Ben… nereden geçersem geçeyim, hangi kapıyı çalarsam çalayım ve her kimle oturup sohbete dalarsam dalayım bir şekilde sen çıkıyorsun karşıma şiraze. Giderken hiç gitmeyen, kaçarken hep beni izleyen, her adreste karşıma çıkan… dağ başı olsun ya da çöl… sensin şiraze atamadığım. Bak yağmur yağıyor yine, üstelik gri. Burada yağmurların rengi hep gri. Az gri, çok gri; ama hep gri şiraze.

saat dört yönünde bir yakamoz dansı büyülerken görenleri
bir necva ulaştı kulaklara, titrek
dedi
“olanı biteni aşk imiş”
sen alevlendin, sen dillendin, sen çöktün birdenbire
çöle damladım, zamansız yine…

Sen, yağmur ve bir bardak demli çay… birbirinize ne de çok yakışıyorsunuz. Ben aranızda ancak bir gölge gibi dolaşıyorum. Dizelerden sayısız ilham devşirme telaşındayken, adınla süslüyorum her mürekkebin değdiği yeri. Şiraze… çay kadar ısıtıyorsun içimi. Şiraze… yağmurlar kadar yıkıyorsun beni. Şiraze… bilmiyorsun, “bir ömrü harcamak” dedikleri gerçeğin altını seninle çiziyorum.

billur kaseler dolaşıyordu elden ele, şerbet kokusu havada
bir eğlentiye gelmişti insanlar, güle oynaya etekleri zilli
göz ucuna hüzün takılmışların yeri değildi
tennurelilerin yeri hiç değildi…
ne avludaki ağaç bir anlam verdi, ne çatıya serilip keyif süren asma…
aradığım neydi orada, sormalıydım
hem doğuyu, hem batıyı uyandıran adama

Umay ana hiç çıkmadı karşıma. Bohçacı Ester, Martinikli cariye, kazak güzeli Ayzada… Yolculuklarımda kimseler yoktu satırlara boyanan. Kalabalıklarda mırıltılı günlerdi yaşanan çoğu zaman şiraze. Hep birileri mırıldanıyordu. Kimi ağıt, kimi ninni, kimi destan… hep birileri mırıldanıyordu şiraze. Duyuyordum. Ben de bozkırın türkülerini söyledim kendi kendime. Mor kadife fistanları diz boyunda dökülürken yanı ucumda, ben de türküler yaktım hep sana. İçimden geçenlarin adı şiraze, yağmurlu günlerin tadı şiraze; söyledim seni. Duyurmak için değil, duymak için. Duyurmak için hiç değil, duymak için şiraze. Yağmurlar eşliğinde yola koyulduğum kaçıncı gece bu. Kaçıncı akşam hem senle hem sensiz gidişim guruba. “Bu gitmeler hep sürecek” nakaratı kulaklarımda saçlarına hoş kokulu buseler konduruyorum.

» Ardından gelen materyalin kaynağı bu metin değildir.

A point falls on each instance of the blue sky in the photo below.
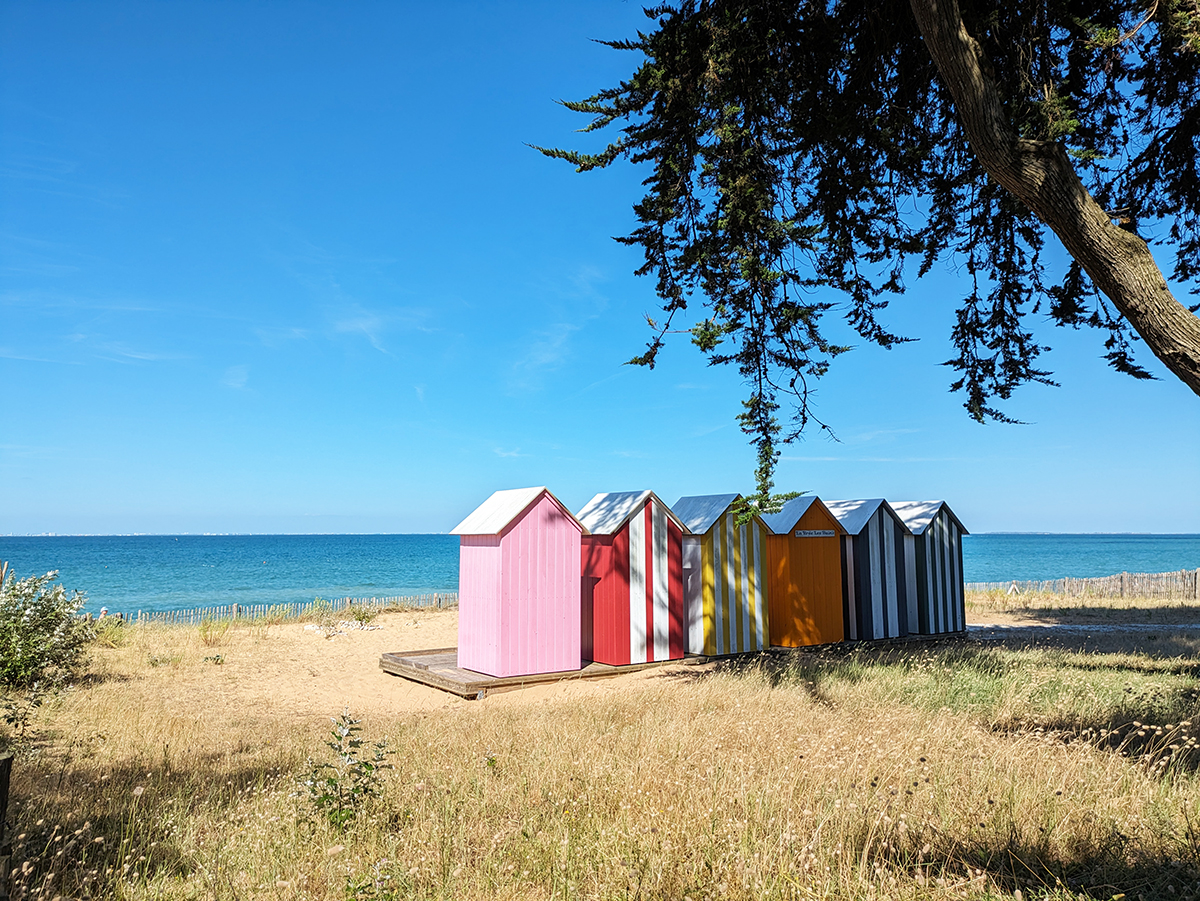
(289, 266)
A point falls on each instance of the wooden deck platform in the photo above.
(439, 668)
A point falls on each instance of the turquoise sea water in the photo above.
(159, 572)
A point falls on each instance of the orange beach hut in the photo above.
(804, 581)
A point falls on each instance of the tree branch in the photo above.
(1042, 176)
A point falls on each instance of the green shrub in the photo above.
(42, 643)
(42, 638)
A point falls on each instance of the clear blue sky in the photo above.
(289, 266)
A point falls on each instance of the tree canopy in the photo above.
(793, 146)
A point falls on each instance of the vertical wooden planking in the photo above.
(875, 557)
(694, 593)
(910, 572)
(719, 582)
(677, 640)
(636, 588)
(759, 601)
(850, 608)
(742, 612)
(661, 586)
(709, 550)
(888, 577)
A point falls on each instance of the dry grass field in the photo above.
(1025, 767)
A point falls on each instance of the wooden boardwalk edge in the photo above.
(439, 668)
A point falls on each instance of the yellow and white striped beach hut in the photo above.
(725, 577)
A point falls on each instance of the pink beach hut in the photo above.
(519, 586)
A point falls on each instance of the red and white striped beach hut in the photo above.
(519, 586)
(633, 578)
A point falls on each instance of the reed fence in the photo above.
(283, 612)
(1183, 584)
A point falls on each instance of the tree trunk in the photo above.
(1042, 176)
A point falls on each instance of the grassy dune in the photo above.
(999, 606)
(947, 769)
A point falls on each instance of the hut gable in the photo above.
(631, 578)
(724, 570)
(789, 518)
(918, 515)
(699, 512)
(502, 509)
(880, 592)
(607, 514)
(519, 586)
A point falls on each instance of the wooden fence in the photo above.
(1183, 584)
(281, 612)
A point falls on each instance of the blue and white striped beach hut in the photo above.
(934, 554)
(880, 592)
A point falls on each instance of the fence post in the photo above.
(5, 845)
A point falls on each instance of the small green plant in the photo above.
(214, 631)
(111, 632)
(361, 613)
(340, 790)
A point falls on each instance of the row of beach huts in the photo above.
(629, 580)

kehribar, kekik, zencefil bir de karanfil kokusu sarmıştı havayı
ipek yolu üzerindeydim, içimde arkeoloğunu bekleyen kalıntılar
ne kadar değişikti tümsekler, ne kadar başkaydı kasisler
ve ne kadar sığ kalmıştım derinlerde

seni özlüyorum, yağmur penceremde
seni özlüyorum hep şiraze…

Şiraze

 
Yorum yapın

Yazan: 03 Aralık 2012 in Şiir Gibi

 

Etiketler:

Yorumlar kapalı.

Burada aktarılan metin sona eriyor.